Broadcasters are up in arms against TRAI’s order fixing the MRP for any pay channel at Rs 5, terming it as against the fundamentals of market forces. However, Zee Group, which is both into broadcasting and distribution, has whole-heartedly supported the various provisions or the TRAI order.
Peter Mukerjea, CEO, STAR Group India, termed the price fixed by TRAI as “ridiculous”. “Television has never been an essential commodity. Why should the regulator decide the prices of individual channels? TRAI should focus on other regulatory issues; it should not meddle with pricing of channels,” Mukerjea stressed.
Haresh Chawla, CEO, TV18, had a similar view. “This is a highly competitive business with huge capital investments. The need for intervention arises in markets where natural monopolies exist. In other competitive markets, the job of a regulator is to provide an environment for fair competition and not to impose artificial conditions. The issue needs to be debated at appropriate forums,” he maintained.

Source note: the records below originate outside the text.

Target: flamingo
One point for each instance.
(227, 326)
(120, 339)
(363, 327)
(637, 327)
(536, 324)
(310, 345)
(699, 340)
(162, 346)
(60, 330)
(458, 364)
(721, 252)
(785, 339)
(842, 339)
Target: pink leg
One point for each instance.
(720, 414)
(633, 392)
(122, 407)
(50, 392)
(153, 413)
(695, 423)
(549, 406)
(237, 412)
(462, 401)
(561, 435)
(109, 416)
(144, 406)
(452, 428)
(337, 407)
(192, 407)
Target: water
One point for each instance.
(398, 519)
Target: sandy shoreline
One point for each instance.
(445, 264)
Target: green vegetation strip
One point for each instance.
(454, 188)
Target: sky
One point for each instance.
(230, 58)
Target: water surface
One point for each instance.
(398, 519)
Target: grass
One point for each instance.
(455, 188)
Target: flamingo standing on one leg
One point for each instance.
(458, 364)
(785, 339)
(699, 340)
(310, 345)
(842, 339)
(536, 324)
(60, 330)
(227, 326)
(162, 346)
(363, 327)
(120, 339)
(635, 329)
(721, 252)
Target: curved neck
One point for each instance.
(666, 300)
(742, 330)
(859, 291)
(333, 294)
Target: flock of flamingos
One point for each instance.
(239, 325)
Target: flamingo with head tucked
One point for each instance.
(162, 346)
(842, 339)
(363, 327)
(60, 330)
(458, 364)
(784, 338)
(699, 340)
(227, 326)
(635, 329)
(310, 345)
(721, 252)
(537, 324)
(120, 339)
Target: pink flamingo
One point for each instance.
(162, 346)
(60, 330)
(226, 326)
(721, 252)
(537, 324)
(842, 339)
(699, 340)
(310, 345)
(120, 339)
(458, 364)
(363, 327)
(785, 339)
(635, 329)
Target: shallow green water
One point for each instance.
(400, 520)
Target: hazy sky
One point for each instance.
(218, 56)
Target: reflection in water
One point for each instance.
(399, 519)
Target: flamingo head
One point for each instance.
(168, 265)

Zee, on the other hand, has come out in favour of the new tariff order. Ashish Kaul, VP, Corporate Brand Development, Zee Network, said, “It is stupid to look at the whole issue from the pricing angle only. In the short run, the collection of broadcasters may fall, but this has to be seen from a long-term perspective. This is the first step towards ensuring 100 per cent declaration of subscribers by cable operators and MSOs. This will lead to 100 per cent collection for all stakeholders, including broadcasters. So, ultimately it will help the broadcasters as well.”

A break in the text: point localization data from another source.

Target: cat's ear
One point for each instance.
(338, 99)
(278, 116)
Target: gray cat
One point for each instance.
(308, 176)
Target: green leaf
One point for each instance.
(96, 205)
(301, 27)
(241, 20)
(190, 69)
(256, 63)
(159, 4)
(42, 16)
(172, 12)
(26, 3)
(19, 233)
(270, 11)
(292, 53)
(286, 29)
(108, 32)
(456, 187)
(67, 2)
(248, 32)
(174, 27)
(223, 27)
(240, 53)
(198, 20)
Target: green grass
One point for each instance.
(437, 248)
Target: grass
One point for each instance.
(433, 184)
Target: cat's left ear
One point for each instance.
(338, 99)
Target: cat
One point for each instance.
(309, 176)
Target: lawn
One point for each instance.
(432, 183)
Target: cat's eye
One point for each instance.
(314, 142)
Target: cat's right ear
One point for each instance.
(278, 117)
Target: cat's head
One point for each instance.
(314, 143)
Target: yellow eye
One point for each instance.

One of the worst hit by the decision, as widely held, will be the sports broadcasters, which remain in demand only when cricket tournaments are on air. “Why only sports broadcasters? The pricing notified by TRAI is totally incomprehensible and arbitrary to all broadcasters,” said R C Venkateish, Managing Director, ESPN Software India Pvt Ltd. “It does not take into account various genres of broadcasters. It will be very damaging to the business model followed by different broadcasters,” he added.
In Chennai, which is the only city where CAS is currently in operation, ESPN-STAR Sports is providing its two channels at Rs 42 per month. When asked what options broadcasters were left with, Venkateish said, “We keep all our options open.”

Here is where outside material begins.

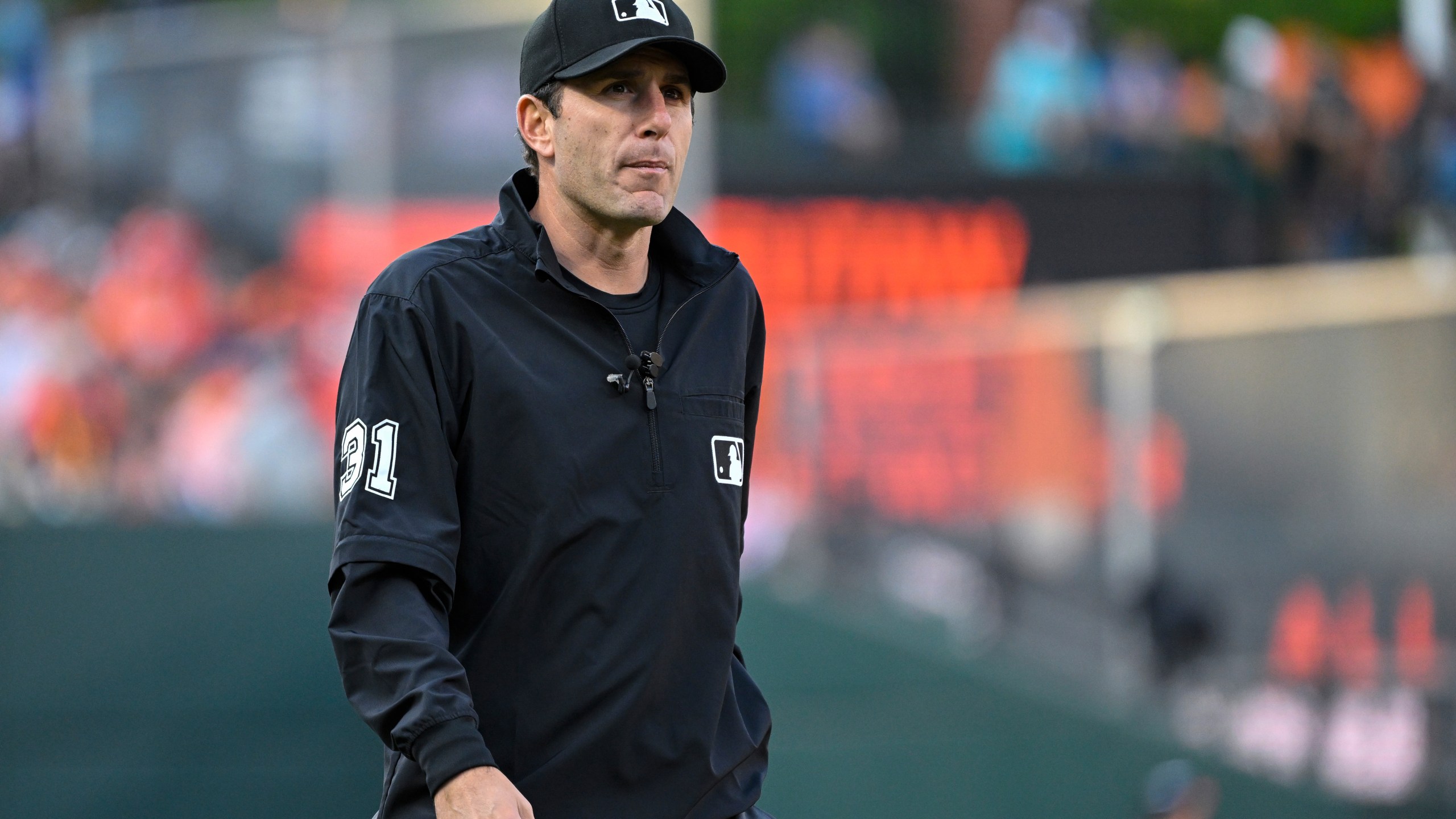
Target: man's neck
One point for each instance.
(606, 258)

Though the tariff order will mainly affect pay channels, are free-to-air channels in the safe zone in a CAS regime? “Though we are a FTA channel, my concern is who will decide which 30 FTA channels will be carried by an MSO or a cable operator? A broadcaster’s channel may not be carried though he will end up paying the carriage fee,” said Chintamani Rao, CEO, India TV.
The tariff order also affects the MSOs and cable operators as it fixes the tariff for FTA channels at Rs 77 and provides for two schemes for set-top boxes. “We welcome the ala carte fixation of prices by the regulator for pay channels as it is a consumer friendly measure. We expect the prices for the end user to fall by 25-30 per cent,” said A Mohan, VP, Siticable.
“However, we have issues regarding the TRAI order that the Rs 77 for FTA channels be entirely kept by the cable operators. Because cable operators will also be using our system, we will file for a review petition with TRAI demanding 15-20 per cent of the amount be shared with the MSOs. As far as pricing of set-top box is concerned, we don’t have any issue except that TRAI should include Rs 400 refundable amount for the smart card,” Mohan added.